Thursday, July 12, 2012

Found Objects II: Bill Colt, Step by Step

Maroon Sunset by Bill Colt
In my last blog, I talked about two artists who recycle materials to create unique art pieces. There’s another artist at Wilde Meyer who also is into recycling, using old newspapers and magazines as a background for his acrylic paintings. Bill Colt goes to antique stores and flea markets to find old magazines, comic books, engineering manuals and random reading material.


Tuskegee's Finest by Bill Colt
Bill’s a corporate pilot, and some of his paintings include pieces of aviation maps, old Pan Am ads and aviation engineering manuals. His collage technique is pretty methodical, as you can see from the interesting photos he was willing to share when he was creating his painting entitled “Estelle,” which Bill was commissioned to do for  Del Frisco's Grille, a new restaurant in Phoenix.

To start, he creates texture on his canvas with joint compound and bits of things like cheesecloth. 




Then, he collages pieces of his printed materials on the canvas with gel medium. In this photo, you can see the vintage ads he uses. I like the one for Duz soap – I think that was from the ‘50s. The blonde woman smoking the cigarette reminds me of Betty in “Madmen!”





As the creative process takes over, Bill draws his image in charcoal (I can still see the Duz ad and Betty.), and then paints with acrylics, covering agood portion of the collage work.
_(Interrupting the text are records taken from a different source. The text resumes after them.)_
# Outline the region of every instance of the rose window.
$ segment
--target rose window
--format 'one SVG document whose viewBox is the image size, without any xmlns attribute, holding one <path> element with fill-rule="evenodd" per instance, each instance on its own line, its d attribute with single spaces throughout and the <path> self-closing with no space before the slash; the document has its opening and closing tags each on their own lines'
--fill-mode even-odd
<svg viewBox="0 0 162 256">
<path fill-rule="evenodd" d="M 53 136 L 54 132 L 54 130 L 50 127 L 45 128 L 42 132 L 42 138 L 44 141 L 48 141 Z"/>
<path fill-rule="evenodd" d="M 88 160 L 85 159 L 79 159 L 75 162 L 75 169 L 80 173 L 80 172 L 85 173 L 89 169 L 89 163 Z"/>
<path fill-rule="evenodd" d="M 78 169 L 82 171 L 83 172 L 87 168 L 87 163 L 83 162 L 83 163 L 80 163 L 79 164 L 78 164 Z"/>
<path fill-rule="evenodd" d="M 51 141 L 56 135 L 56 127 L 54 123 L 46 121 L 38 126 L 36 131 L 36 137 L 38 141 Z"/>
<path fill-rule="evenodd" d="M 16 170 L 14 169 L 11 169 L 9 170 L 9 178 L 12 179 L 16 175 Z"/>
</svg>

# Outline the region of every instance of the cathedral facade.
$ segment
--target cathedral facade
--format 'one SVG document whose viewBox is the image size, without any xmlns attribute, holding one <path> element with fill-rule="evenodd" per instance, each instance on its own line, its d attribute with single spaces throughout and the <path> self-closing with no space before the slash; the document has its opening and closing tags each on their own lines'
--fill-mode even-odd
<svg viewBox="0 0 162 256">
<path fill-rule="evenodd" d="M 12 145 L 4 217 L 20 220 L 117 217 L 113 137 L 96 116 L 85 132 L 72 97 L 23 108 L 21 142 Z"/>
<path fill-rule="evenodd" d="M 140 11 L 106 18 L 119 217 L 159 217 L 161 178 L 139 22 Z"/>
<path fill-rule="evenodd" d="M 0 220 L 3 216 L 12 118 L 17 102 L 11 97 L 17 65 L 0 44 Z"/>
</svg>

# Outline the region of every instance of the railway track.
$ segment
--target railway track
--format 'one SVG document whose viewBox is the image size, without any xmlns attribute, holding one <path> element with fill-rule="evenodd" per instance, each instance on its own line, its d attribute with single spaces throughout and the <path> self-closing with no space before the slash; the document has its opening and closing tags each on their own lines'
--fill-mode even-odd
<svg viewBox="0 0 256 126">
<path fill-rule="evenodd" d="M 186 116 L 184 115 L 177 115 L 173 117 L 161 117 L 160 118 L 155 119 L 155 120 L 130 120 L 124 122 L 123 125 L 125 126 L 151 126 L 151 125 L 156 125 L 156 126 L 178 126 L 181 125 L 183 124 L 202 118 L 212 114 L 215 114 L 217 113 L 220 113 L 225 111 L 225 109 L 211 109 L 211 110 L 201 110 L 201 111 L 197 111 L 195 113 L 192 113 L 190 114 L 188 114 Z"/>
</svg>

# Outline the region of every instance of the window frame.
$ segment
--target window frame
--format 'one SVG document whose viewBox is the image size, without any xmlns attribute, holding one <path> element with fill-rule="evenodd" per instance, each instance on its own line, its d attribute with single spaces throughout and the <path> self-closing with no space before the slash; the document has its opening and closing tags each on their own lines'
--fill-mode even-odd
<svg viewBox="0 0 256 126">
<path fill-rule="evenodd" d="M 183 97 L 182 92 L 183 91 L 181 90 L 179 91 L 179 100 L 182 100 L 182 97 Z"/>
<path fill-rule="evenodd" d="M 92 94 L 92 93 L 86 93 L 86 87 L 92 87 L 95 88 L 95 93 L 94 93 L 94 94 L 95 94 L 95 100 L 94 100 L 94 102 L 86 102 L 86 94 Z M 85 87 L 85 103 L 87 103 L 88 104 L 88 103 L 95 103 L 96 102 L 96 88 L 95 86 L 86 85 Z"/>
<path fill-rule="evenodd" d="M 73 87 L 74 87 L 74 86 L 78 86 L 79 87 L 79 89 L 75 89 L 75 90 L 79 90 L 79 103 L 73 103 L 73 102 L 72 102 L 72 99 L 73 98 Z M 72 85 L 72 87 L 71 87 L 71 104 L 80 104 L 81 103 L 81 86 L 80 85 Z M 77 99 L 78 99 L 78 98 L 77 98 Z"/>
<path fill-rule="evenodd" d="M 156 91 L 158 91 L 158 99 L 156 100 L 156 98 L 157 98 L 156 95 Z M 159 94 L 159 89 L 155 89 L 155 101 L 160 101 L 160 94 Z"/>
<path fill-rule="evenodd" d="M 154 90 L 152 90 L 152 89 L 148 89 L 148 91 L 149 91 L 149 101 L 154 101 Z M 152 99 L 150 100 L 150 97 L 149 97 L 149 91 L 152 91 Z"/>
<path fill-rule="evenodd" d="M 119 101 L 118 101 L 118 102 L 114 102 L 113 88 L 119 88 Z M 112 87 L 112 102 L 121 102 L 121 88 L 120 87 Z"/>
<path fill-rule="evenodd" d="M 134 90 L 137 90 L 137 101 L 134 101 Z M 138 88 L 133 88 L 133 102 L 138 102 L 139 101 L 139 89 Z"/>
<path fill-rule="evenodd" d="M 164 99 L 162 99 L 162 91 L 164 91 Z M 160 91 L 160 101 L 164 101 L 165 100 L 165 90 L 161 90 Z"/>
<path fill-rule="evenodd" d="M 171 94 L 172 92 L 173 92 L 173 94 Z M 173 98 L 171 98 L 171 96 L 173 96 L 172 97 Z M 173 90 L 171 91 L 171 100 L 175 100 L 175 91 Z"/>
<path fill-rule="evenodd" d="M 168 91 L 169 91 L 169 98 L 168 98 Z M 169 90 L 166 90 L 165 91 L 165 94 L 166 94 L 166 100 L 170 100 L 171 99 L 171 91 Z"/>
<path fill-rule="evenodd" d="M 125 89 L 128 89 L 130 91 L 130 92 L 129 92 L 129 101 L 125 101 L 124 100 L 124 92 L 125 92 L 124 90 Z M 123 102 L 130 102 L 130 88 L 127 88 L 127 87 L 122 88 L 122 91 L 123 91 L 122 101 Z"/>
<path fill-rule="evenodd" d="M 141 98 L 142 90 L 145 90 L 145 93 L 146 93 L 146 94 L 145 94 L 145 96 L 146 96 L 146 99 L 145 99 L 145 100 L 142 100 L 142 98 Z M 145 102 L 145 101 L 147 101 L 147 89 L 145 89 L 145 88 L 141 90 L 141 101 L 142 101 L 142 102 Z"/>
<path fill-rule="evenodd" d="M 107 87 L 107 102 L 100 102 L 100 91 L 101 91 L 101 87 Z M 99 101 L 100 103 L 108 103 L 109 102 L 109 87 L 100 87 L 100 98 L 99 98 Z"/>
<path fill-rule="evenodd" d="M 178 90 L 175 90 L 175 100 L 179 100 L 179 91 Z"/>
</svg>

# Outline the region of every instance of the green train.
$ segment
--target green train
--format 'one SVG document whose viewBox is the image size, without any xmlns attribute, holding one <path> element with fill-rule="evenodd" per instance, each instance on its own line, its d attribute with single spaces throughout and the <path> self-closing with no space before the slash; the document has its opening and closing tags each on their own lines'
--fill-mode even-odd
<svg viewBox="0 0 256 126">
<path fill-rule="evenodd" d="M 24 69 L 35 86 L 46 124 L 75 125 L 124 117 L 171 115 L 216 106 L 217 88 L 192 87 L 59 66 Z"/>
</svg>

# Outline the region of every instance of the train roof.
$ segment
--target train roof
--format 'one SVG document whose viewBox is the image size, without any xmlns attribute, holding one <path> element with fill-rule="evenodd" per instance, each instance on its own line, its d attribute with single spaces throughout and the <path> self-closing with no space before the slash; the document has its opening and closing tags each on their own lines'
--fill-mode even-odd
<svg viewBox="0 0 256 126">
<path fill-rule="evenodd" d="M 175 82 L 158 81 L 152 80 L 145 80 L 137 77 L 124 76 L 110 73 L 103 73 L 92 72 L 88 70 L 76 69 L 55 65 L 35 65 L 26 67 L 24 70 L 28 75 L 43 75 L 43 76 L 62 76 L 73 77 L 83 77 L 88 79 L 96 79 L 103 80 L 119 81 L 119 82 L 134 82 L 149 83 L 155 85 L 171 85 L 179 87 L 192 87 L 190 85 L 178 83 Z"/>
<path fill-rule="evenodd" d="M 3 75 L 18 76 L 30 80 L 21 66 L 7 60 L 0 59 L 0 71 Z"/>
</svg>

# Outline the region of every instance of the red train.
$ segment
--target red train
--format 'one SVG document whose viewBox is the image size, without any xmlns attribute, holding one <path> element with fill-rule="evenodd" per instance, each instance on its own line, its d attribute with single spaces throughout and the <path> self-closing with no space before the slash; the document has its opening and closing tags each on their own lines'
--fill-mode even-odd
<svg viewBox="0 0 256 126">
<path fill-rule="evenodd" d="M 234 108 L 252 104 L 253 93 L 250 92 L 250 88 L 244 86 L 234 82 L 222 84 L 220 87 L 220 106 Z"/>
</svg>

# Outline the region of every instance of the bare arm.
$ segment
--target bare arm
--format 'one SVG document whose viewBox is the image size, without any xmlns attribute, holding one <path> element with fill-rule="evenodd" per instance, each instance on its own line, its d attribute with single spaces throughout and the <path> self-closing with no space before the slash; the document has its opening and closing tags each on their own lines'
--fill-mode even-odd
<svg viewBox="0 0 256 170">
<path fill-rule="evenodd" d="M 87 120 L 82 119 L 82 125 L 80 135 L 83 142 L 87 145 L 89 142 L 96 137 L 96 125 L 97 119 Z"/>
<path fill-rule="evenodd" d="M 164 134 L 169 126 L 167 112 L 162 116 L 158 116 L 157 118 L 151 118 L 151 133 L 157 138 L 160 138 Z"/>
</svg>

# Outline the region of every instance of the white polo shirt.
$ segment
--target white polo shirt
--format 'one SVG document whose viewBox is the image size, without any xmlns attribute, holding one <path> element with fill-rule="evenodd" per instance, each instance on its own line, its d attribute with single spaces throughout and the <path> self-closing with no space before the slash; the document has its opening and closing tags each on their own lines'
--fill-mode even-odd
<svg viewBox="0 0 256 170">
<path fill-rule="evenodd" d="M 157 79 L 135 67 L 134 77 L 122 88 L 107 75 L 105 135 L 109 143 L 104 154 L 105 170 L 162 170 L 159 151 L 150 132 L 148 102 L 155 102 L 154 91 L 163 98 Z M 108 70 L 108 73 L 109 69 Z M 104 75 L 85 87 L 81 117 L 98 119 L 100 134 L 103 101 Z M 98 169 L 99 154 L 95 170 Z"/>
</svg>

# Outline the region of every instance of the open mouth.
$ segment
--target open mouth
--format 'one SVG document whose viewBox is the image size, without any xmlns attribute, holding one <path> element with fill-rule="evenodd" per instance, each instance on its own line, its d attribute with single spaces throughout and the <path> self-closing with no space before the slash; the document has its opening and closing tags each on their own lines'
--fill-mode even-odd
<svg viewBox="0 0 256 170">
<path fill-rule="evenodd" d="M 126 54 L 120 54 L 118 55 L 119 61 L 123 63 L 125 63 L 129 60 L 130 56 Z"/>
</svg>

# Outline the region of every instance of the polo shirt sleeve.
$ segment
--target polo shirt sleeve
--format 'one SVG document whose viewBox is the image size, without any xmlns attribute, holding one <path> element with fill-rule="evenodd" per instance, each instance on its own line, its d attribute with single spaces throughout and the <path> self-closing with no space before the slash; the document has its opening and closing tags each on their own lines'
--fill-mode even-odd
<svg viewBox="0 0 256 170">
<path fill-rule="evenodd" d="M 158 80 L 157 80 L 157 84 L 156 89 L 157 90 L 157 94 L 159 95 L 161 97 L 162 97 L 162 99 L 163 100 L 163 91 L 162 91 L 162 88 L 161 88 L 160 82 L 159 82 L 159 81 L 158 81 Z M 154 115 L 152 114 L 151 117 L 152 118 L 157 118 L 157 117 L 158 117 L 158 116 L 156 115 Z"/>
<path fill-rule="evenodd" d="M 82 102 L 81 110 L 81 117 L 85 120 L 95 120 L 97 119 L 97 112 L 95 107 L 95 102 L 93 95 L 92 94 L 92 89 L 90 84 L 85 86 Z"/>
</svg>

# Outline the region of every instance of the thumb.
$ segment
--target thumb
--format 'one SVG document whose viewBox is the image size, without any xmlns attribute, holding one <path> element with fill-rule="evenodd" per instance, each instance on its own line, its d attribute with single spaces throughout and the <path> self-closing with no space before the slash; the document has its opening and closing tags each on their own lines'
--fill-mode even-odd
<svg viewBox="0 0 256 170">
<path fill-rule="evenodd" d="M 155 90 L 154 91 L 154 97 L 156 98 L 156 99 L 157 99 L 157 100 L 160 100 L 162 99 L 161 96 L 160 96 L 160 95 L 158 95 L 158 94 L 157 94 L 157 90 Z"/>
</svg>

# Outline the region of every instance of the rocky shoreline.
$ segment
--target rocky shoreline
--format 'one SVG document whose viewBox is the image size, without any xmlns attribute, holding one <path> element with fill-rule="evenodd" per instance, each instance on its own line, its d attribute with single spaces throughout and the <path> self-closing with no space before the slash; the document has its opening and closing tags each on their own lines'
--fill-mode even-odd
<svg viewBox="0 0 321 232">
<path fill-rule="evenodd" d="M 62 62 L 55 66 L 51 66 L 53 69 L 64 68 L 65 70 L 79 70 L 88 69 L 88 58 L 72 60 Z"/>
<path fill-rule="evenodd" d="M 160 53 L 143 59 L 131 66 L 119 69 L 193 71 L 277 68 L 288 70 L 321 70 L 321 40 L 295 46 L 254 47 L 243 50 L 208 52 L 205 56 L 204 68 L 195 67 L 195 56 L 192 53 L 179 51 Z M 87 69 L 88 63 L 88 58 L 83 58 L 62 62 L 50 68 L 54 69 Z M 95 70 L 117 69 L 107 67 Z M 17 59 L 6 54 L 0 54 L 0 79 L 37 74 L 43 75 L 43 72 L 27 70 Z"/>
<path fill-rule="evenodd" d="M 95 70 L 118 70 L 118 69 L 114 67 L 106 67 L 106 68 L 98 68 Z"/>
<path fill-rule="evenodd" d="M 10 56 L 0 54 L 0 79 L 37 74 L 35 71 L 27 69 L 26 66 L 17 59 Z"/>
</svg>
To finish, he glazes his painting with a product that deepens and enriches his colors. Here, Estelle is looking right at us in a very engaging way, and although there is really no correlation between the cow and the old ads, the images work very well together. The owners of Del Frisco liked this painting so much, they commissioned Bill to do another version for their restaurant in Washington, D.C.

Estelle by Bill Colt
48"x48"
The different papers give Bill Colt’s artwork an additional dimension and an element of graffiti. Like Charles Davison, Bill’s paintings can be enjoyed at a distance, and then examined up close to see what’s beneath the paint. That makes these paintings especially interesting to me.